Federal court rejection of Arizona’s 20-week abortion law likely to be appealed
Published: May 21, 2013 at 12:23 pm
The 9th U.S. Circuit Court of Appeals decision on May 21 striking down Arizona’s ban on abortions after 20-weeks of pregnancy came as no surprise to most who were involved in the case, although for differing reasons. And now sights are on an appeal to the U.S. Supreme Court.
The victors saw the ruling as a simple reaffirmation of long-standing U.S. Supreme Court precedent. The losers saw it as political bias of a liberal court that is often overturned.
But former Arizona Solicitor General Dave Cole, who argued the case for the state, said he’s not going to side with either of those positions. Cole also said he never thought it was a foregone conclusion the law would be struck down because Judge James Teilborg of U.S. District Court, whose decision to uphold the law was overturned, made detailed findings of fact and detailed legal conclusions.
Cole said he would have preferred for the court to have given more deference to Teilborg’s decision.
“I don’t think the 9th Circuit was playing politics. I will say they were openly hostile to our position, but you take that as it comes,” Cole said.
Cole, who left his position in January to teach at Phoenix School of Law, said he thinks it would be worth pursuing an appeal.
Arizona’s law banning abortion at 20 weeks amounts to a prohibition on abortion, not just a limitation, making it unconstitutional, the unanimous appeals panel ruled.
Judge Marsha Berzon, a President Clinton appointee, wrote that the U.S. Supreme Court has long established that states do not have a strong enough interest to support a ban on abortion before a baby is viable, or can survive outside the womb.
The decision overturns a 2012 U.S. District Court ruling upholding HB2036. The law is modeled after similar ones in other states and asserts that a baby in the womb can feel pain after 20 weeks, four weeks before the limit on when government can start regulating abortion as established by Roe v. Wade.
Previously, Teilborg, who is also a Clinton appointee, concluded that the Arizona law does not ban abortions that occur before viability, but limits some abortions between 20 and 24 weeks. Teilborg also found that Arizona presented credible evidence to show that a baby feels pain during an abortion at that stage.
The law’s sponsor, Sen. Kimberly Yee, R-Phoenix, is 20-weeks pregnant, and she spoke about the ruling at her desk on the Senate floor.
“There is no doubt in my mind [that] this child I’m currently carrying is a precious life, and at this stage and beyond, can, indeed, feel pain,” Yee said.
Appeals Judge Andrew Kleinfeld, a President Reagan appointee, wrote that he can’t outright dismiss the claims of the baby feeling pain and increased risks for mothers after 20 weeks pregnancy because the record in the case is undeveloped. But the claims also don’t support the statute “in the current state of constitutional law.”
Arizona was the sixth state to pass such a law, but the first to be challenged, mostly because medical doctors in other states who provide abortions weren’t willing to be plaintiffs. Pro-life supporters said before the 9th Circuit heard the case they expect it to make its way to the U.S. Supreme Court and eventually to cut into Roe v. Wade.
Cathi Herrod, president of Center for Arizona Policy, which pushed the legislation, said in a press release the court put pro-abortion ideology before the health and safety of women and unborn babies.

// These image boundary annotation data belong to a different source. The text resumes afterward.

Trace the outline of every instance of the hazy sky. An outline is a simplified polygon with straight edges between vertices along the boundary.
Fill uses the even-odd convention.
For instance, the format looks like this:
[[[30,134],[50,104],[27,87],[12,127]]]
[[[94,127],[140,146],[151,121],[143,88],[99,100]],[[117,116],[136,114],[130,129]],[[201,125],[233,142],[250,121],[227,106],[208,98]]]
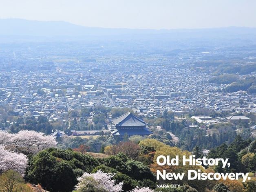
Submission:
[[[0,18],[110,28],[256,27],[256,0],[0,0]]]

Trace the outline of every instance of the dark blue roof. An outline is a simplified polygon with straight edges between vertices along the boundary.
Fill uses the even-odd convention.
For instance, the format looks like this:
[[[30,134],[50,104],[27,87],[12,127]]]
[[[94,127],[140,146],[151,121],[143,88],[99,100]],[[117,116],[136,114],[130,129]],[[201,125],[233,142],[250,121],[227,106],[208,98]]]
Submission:
[[[148,125],[143,120],[130,112],[114,119],[113,121],[116,127],[143,126]]]

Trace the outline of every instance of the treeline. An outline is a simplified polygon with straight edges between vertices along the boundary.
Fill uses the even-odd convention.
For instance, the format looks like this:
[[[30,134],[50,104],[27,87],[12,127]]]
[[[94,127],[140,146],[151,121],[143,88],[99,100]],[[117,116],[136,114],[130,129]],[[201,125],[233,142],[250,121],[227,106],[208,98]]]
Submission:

“This ruling is not surprising nor am I discouraged at the prospects of this important law ultimately being upheld,” she said. “The 9th Circuit Court is historically one of the most overturned appellate courts in the nation. Based on the facts of this case, I am confident that this court will be overturned once again.”
The lawsuit was filed by the American Civil Liberties Union and Center for Reproductive Rights on behalf of three Arizona doctors.
ACLU of Arizona Public Policy Director Anjali Abraham said the ruling wasn’t surprising because the law was clearly unconstitutional.
“[The court is] not getting into politics or liberal versus conservative or any of that,” Abraham said.
Abraham said she doesn’t tend to predict what the high court will do, but she acknowledged that it takes only four justices to agree to accept review of a case. There are currently four ideologically conservative justices on the court, Clarence Thomas, Samuel Alito, Antonin Scalia and John Roberts.